5/11/2007

Was Gordon Brown's autocue problem a positive sign for him ?

Gordon brown has promised more substance and less presentation if he becomes Labour Leader, and surely the autocue problems today highlight this clearer than he could have hoped.


Despite the fact that it was a clear cock-up, was it altogether that bad ? After all, his speech was actually quite good, he spoke with passion and feeling, in a way I have not heard him speak before. I actually felt that a lot of time and effort (probably 13 years of time and effort since Blair became leader) had gone in to it and yes, although the autocue thing might have been a problem, it did say to me that it was the least of his worries.


You just know that Blair's team would have been fretting over the autocue, camera positions and press in a way that Gordon Brown's people wouldn't.

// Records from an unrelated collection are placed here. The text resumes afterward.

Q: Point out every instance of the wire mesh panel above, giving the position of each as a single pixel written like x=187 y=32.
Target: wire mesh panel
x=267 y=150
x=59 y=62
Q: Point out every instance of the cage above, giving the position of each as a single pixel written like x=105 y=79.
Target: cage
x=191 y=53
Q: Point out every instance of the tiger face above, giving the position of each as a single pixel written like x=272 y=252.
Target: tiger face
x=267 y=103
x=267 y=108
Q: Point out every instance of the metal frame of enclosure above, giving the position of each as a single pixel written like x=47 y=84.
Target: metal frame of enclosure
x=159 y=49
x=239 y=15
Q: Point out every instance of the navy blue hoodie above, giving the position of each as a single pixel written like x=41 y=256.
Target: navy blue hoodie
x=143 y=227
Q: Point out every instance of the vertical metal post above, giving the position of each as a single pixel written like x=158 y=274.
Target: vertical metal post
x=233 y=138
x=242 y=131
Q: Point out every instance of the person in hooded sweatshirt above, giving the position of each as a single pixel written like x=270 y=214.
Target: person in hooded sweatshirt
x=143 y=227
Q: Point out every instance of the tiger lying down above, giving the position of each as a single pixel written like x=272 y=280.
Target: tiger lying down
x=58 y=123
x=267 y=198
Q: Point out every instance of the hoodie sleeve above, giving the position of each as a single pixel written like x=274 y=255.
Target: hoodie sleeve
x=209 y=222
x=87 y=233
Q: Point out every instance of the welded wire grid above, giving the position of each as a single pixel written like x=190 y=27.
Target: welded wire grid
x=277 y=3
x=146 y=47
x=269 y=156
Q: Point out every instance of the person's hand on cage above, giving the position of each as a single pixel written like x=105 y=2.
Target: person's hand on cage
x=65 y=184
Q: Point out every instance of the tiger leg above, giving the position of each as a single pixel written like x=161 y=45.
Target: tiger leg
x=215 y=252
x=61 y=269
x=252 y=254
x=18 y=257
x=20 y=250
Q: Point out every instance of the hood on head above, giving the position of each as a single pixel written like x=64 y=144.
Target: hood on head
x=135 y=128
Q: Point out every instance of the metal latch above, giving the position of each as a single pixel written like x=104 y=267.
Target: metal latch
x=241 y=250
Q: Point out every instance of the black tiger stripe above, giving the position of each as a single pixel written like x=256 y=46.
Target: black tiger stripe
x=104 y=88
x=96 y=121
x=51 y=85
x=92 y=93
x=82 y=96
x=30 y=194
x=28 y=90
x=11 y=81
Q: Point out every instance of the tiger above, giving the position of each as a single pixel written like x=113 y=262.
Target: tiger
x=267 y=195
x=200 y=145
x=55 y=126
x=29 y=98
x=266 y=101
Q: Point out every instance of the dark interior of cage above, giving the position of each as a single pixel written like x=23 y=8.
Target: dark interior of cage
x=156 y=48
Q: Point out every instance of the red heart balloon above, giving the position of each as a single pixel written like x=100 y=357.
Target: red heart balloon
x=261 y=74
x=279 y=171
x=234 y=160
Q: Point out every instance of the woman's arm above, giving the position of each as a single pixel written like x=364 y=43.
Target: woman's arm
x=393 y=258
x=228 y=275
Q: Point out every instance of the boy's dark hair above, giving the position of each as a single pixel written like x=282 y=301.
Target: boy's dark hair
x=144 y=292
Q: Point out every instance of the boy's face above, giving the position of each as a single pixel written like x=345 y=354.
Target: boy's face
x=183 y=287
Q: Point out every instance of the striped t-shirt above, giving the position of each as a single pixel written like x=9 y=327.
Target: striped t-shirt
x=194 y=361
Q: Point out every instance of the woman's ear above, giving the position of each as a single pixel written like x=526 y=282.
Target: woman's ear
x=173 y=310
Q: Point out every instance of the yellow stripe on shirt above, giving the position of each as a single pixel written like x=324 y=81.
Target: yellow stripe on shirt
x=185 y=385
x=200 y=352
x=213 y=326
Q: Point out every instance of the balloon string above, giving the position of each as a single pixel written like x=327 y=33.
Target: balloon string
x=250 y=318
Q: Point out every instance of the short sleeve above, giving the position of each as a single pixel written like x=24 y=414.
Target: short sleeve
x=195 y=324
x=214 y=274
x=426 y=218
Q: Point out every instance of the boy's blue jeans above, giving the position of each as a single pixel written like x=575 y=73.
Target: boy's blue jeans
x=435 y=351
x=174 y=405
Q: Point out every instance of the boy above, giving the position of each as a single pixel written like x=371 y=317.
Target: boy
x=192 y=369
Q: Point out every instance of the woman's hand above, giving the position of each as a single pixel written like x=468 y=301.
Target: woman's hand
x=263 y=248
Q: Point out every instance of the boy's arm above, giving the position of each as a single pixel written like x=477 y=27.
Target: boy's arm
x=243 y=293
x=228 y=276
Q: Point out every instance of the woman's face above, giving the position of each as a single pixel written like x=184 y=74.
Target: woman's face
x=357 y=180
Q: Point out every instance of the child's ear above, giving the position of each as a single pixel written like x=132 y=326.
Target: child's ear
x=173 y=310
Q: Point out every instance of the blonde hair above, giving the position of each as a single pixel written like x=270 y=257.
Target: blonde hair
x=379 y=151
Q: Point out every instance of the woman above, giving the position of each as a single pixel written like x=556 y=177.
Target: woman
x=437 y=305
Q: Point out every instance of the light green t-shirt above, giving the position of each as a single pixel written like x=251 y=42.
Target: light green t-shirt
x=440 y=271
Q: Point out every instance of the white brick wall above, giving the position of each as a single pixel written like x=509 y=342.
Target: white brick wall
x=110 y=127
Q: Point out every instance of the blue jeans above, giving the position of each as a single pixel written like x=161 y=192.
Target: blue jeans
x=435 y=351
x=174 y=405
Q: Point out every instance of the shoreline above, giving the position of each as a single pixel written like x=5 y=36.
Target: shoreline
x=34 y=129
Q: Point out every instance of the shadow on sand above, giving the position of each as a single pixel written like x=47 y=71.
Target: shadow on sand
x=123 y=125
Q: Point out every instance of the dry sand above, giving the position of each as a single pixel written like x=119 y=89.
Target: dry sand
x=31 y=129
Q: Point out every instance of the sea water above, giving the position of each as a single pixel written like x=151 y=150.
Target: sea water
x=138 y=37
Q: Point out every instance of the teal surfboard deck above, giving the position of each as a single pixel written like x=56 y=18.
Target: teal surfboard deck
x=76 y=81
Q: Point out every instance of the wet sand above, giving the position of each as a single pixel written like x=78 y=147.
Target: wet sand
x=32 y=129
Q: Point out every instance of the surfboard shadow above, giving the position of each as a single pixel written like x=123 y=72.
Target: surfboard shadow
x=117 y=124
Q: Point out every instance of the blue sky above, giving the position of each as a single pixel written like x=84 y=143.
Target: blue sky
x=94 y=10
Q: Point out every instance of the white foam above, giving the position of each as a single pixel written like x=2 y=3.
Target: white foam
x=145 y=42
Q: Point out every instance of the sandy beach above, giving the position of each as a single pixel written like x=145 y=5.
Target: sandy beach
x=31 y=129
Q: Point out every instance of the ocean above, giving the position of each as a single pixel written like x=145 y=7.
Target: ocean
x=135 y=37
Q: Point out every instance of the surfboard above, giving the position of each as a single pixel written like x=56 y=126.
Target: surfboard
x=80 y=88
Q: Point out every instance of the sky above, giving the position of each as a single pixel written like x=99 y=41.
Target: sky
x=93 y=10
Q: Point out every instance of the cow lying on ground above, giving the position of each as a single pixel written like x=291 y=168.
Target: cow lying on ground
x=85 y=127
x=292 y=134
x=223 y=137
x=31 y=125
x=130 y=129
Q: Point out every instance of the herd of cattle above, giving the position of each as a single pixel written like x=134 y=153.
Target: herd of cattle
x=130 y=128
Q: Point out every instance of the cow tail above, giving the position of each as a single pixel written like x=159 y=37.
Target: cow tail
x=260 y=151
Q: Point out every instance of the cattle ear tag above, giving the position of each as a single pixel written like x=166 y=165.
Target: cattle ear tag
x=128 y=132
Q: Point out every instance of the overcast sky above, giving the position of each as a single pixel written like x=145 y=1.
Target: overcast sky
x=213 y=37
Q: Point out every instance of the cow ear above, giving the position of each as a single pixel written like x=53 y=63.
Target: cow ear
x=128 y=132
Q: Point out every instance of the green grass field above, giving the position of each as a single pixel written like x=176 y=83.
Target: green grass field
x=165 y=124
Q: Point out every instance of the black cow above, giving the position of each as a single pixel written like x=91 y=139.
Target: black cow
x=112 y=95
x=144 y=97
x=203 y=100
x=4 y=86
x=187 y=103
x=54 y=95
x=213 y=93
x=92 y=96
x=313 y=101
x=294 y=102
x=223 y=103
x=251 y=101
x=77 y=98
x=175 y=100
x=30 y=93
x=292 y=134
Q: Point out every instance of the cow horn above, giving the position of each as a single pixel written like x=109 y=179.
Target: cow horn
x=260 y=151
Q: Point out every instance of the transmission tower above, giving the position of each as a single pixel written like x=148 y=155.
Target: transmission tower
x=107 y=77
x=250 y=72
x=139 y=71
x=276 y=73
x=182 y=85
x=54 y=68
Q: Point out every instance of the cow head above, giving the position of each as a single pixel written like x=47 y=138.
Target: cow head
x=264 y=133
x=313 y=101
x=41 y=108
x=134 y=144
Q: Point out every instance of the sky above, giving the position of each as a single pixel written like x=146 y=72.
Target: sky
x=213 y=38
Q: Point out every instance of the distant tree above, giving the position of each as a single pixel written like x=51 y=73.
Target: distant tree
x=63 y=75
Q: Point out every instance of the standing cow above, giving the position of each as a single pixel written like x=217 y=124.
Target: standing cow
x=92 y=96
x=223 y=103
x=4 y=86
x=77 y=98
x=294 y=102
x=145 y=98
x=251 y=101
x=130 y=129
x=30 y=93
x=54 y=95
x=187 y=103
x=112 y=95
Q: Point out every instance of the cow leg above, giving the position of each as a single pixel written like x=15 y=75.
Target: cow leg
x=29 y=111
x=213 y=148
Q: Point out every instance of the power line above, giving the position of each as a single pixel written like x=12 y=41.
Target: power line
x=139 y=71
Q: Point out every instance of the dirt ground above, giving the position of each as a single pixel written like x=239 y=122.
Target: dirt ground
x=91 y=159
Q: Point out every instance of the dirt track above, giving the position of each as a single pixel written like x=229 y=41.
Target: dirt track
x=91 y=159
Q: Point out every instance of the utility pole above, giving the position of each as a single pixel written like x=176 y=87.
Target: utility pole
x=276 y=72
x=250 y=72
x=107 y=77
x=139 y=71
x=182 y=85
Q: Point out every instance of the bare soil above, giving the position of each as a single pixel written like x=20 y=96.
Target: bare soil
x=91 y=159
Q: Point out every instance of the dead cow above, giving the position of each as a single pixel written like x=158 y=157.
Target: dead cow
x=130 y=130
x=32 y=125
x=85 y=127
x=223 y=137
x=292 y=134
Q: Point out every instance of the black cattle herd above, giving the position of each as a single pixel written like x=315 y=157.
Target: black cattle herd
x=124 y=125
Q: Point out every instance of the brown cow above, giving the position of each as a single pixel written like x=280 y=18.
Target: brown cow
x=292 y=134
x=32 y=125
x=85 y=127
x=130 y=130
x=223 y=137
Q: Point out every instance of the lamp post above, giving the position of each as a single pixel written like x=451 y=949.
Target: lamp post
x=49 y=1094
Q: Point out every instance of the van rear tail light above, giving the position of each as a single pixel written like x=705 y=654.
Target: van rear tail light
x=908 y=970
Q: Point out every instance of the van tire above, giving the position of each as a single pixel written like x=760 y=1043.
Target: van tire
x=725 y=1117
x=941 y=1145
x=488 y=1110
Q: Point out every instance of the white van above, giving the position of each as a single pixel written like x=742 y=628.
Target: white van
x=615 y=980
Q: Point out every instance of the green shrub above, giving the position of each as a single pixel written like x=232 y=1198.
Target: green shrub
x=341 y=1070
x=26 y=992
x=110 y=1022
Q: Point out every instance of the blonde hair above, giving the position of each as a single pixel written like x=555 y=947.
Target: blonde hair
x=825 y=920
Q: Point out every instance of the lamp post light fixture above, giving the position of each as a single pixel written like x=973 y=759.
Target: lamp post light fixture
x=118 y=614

So I don't think it was all that bad, and in many ways, I actually see it as a positive sign.

2 comments:

Anonymous said...

Brown spoke with a passion, i agree, unseen before. He is also more camera-friendly than i think some may have previously anticipated.


The more i see of him, the more i prefer him to the smarmy and smug posturing of Mr Cameron, whose policy-lite, spin-saturated style is insulting to the intelligence of the British electorate.

It is, however, alarming that he has built a poll-lead already solely on the basis of i'm-a-decent-guy eyes, some posing on bicycles, photo-ops with children & ethnic minorities, and a trip to the arctic.


All i can say is, the French wouldn't fall for it.

Darren G. Lilleker said...

I note thought that Brown's former spin doctor Charlie Whelan looks at things like the gaffe as part of a differentiation strategy, as guided by his team of advisers and his wife the Macauley in PR firm Hobsbawm Macauley so it may be a sign of a new type of PR rather than a more authentic delivery.